The final kilometres towards finish town Wevelgem were next. The Olympic track champion had the support of three Quick-Step Floors teammates in the lead group of 23 riders. Former world champion Philippe Gilbert, Czech champion Zdenek Stybar and in-form Yves Lampaert all worked hard to deliver their sprinter in the perfect position. Viviani was positioned on the wheel of compatriot Matteo Trentin (Mitchelton-Scott) and Arnaud Démare (Groupama-FDJ).
"I'm just focused on Démare's wheel because I know that after 250 kilometres he can do a good sprint, really clear and he normally also does a long sprint ... Sep Vanmarcke comes back from his attack and we have just some small space on the right. There was only space for one guy. First Démare passes. I close my eyes and I pass him too along the barrier but just missed the two seconds when Sagan goes on the left. When Démare opened the door, I could go straight to the line. By that time Sagan already had ten metres. You can’t do a mistake against the world champion," Viviani said.
Viviani easily passed Démare but Sagan was too far ahead. Viviani started hammering his handlebars as he crossed the finish line in second place. Shortly after that, he slumped to the floor and burst into tears.

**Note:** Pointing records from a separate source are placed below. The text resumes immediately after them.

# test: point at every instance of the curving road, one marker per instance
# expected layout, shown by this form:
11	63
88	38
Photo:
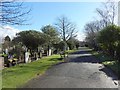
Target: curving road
82	71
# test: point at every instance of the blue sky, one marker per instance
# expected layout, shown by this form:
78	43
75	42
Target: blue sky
44	13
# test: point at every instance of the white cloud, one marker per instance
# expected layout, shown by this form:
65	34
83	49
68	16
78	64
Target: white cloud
7	30
80	36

Later, at the Quick-Step Floors team bus, Viviani sat down in the doorway to look back on what happened. "I'm not interested in what the people are thinking. It's just a natural emotion because the sadness is so high, because I think I can win, because the guys did an amazing job.
"If you see how Gilbert was pulling in front, Yves, how he pulls and Stybar, how he puts me in position. Niki [Terpstra] protected me all race long. I like to have the responsibility to have the results but I’m really disappointed when I lose and the guys did a perfect job. There's nothing to [regret] but just the sadness that comes out," Viviani said.
"If I sprint side-by-side, and I lose then I have nothing to think about, and I say chapeau but [this way], I have the feeling I came faster," Viviani said.
Clearly, he regretted that he wasn't able to defend his chances properly against Sagan. "I know that my form at the start of the season is so high. I'm really disappointed about the result I got in San Remo. I really wanted to come back and win an important race. It looks like I always miss something. Today, it was about one sprint. Potentially I can win. It's about a choice I make. I'm convinced that I took the right decision to follow Démare. You can't make mistakes against Peter Sagan. We all know that he’s also fast after 250 kilometres. Today I felt faster."
The next chance for most sprinters to win a race during the spring classics arrives at the Scheldeprijs, on the Wednesday between the Tour of Flanders and Paris-Roubaix. That will not be the case for Viviani. He'll race Dwars door Vlaanderen, a mini-Ronde with several pavé sections and small hills that seems less suited to his characteristics.
"I race Wednesday and that's the end of the first part of my season. I'll try to continue in this way and for sure the big win will come."